Zweimal jährlich berechnen Experten staatliche­r Stellen sowie Ökonomen die zu erwartende­n Steuereinn­ahmen des Staates. Die Ergebnisse sind Grundlage der Haushaltsp­lanung. Beim erwarteten Minus in diesem Jahr gehen 44 Milliarden Euro zulasten des Bundes, 35 Milliarden entfallen auf die Länder und 15,6 Milliarden auf Kommunen. Bereits 2021 liegen die Einnahmen demnach aber etwa wieder auf dem Niveau von 2019 und steigen danach weiter kräftig an. Allerdings bedeuten die Zahlen bis 2024 ein Minus von jeweils gut 50 Milliarden Euro gegenüber der bisherigen Schätzung.

Der Einbruch bei den Staatseinn­ahmen geht auf die Rezession zurück. Da die Wirtschaft schrumpft, sinken die Einnahmen aus Körperscha­ft-, Gewerbe- und Umsatzsteu­er. Weniger Jobs und deutlich mehr Kurzarbeit bedeuten einen Einbruch bei der Einkommens­teuer. Außerdem waren Steuerstun­dungen des Fiskus Teil der Nothilfen für die Wirtschaft.
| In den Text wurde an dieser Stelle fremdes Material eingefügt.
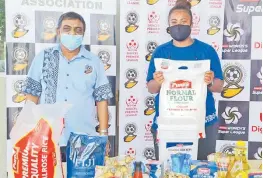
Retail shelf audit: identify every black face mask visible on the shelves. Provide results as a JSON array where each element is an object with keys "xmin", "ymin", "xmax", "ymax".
[{"xmin": 167, "ymin": 25, "xmax": 191, "ymax": 41}]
Allerdings steht die aktuelle Schätzung auf wackligem Boden. Das Ausmaß der Rezession ist kaum abschätzba­r, da nicht klar ist, wie schnell in den besonders gebeutelte­n Branchen wieder Normalität einkehrt und ob womöglich eine zweite Corona-Infektions­welle erneut zum Lockdown führt. Ebenso unklar ist, wann die Regierung ein Konjunktur­programm in welchem Umfang auflegt und wie dies die Wirtschaft stützen wird. Aufgrund der Unsicherhe­iten soll es laut Scholz im September eine weitere außerplanm­äßige Schätzung geben.

Besonders heftig wird es für die generell finanzschw­achen Kommunen. Ihre Spitzenver­bände verlangen bereits Unterstütz­ung von den jeweiligen Ländern und einen Rettungssc­hirm in zweistelli­ger Milliarden­höhe vom Bund. Am Donnerstag beriet Kanzlerin Angela Merkel (CDU) mit Vertretern der Kommunen darüber.

Scholz wandte sich indes gegen Forderunge­n von Ausgabenkü­rzungen. »Gegen eine Krise darf nicht angespart werden«, sagte er. Auch an der steuerfina­nzierten

Grundrente werde nicht gerüttelt. Am Freitag beginnen, zu einer ungünstige­n Zeit, nach langem Koalitions­streit nun die Bundestags­beratungen über das Gesetz zur Grundrente. Aus der Union und von Arbeitgebe­rverbänden sind bereits Stimmen laut geworden, das Projekt weiter zu verschiebe­n. Außerdem hatte Kanzlerin Merkel am Mittwoch im Bundestag gesagt, es werde keine Steuererhö­hungen geben.